Still continuing the specific example of FIG. 3, the third fluid pathway 356 is coupled to the first and second effluent tanks 314, 318 and to the active pit 320. The third fluid pathway 356 is configured to receive drilling fluid from the first and second effluent tanks 314, 318 and to provide drilling fluid to the active pit 320. The third fluid pathway 356 is thus configured to measure one or more properties and/or conditions of the drilling fluid between the first and second effluent tanks 314, 318 and the active pit 320.

Continuing further with the specific example of FIG. 3, the fourth fluid pathway 358 is coupled only to the active pit 320, as a recirculation pathway 358. The fourth fluid pathway 358 is configured to recirculate drilling fluid in the active pit 320, and thus to enable relatively continuous (e.g., ongoing) measurement of one or more properties and/or conditions of the drilling fluid in the active pit 320.

As demonstrated in FIG. 3, the sensor package of the container unit 350 may be relatively easily coupled to the mud circulation system 300, such as by plumbing the container unit 350 described herein to the mud circulation system 300. The container unit 350 (and the sensor package thereof) enable sensing or measuring various parameters and/or conditions of the drilling fluid at at least one location in the mud circulation system 300 and, in the specific example of FIG. 3, no fewer than four different locations of the mud circulation system 300.

FIG. 4 is a schematic block diagram of a system 400 including a computing device 402 coupled to the container unit 350 of FIG. 3 in accordance with various examples. As described above, the computing device 402 may also be coupled to a standalone sensor package 100. The computing device 402 includes a processor 404. The container unit 350 includes a sensor package 100 as described above. For example, the sensor package 100 represents one or more sensor(s) coupled to each of one or more fluid pathways, such as the sensors coupled to the fluid pathways 352, 354, 356, 358 in the specific example of FIG. 3.

The processor 404 may be a general purpose processor, such as a CPU, ASIC, or other combinations of programmable hardware and/or software. In some cases, the processor 404 is configured to execute instructions contained in a non-transitory, computer-readable storage medium (e.g., memory) to perform various functionality described herein. The processor 404 is also configured to be coupled to the sensor(s) in the sensor package 100. For example, the container unit 350 may be configured to be coupled to a network (e.g., a wired network or a wireless network), to which the computing device 402 is also configured to connect.
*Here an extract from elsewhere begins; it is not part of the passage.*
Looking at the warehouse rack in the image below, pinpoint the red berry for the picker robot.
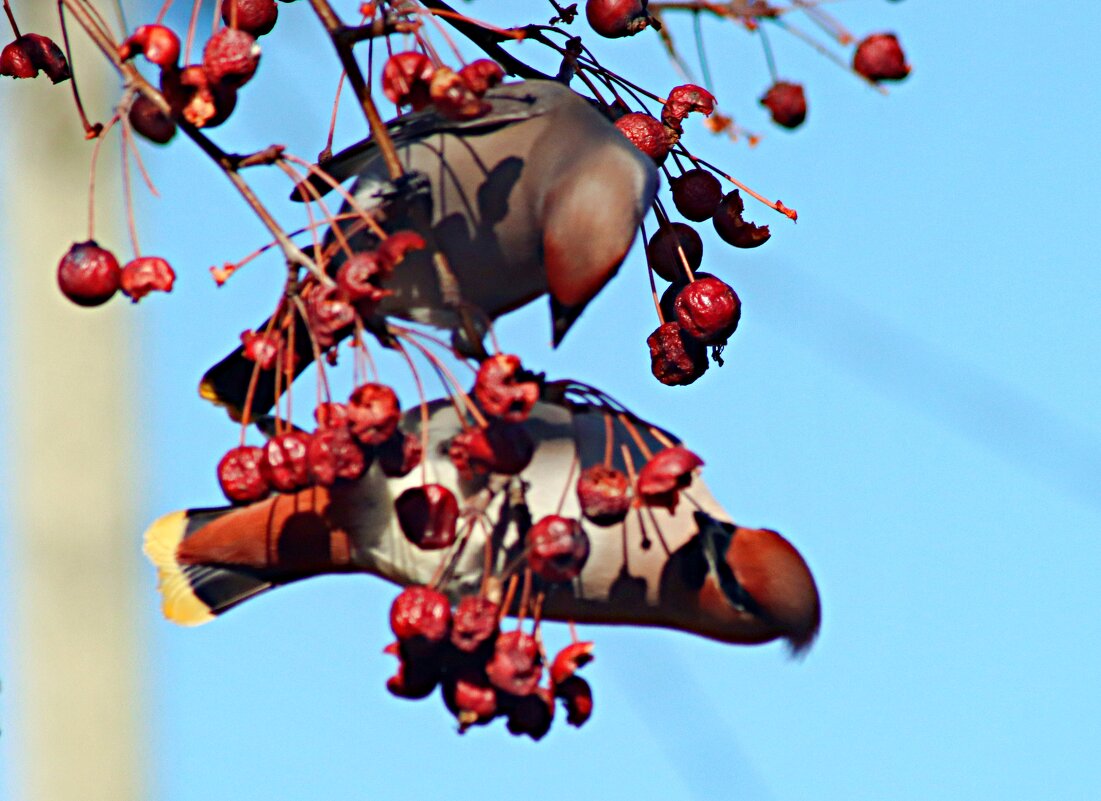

Accordingly, the sensor(s) 100 of the container unit 350 may provide data indicative of sensed parameters to the network, and the computing device 402 (and thus processor 404) is configured to receive such data from the sensors 100.
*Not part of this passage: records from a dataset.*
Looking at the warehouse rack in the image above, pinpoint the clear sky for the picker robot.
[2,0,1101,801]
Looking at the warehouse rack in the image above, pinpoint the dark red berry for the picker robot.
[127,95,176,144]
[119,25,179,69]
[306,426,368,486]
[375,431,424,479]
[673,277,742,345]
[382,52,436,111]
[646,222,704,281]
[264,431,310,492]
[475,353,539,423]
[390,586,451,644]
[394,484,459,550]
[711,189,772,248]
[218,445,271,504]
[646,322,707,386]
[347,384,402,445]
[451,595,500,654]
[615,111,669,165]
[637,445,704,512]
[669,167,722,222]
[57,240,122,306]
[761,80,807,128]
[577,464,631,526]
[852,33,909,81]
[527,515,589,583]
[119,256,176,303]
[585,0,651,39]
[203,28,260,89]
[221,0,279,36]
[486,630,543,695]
Based on the data received from the sensor(s) 100, the computing device 402 (and/or the processor 404 thereof) is configured to determine a drilling fluid profile. As described above, drilling fluid may stabilize the borehole wall and counterbalance the internal pressure of formation fluids. Accordingly, the drilling fluid profile may include mud weight and composition information, which are parameters that may be adjusted from time to time during drilling operations to counteract these conditions, and to prevent damage to the borehole wall, loss of well control, and the like.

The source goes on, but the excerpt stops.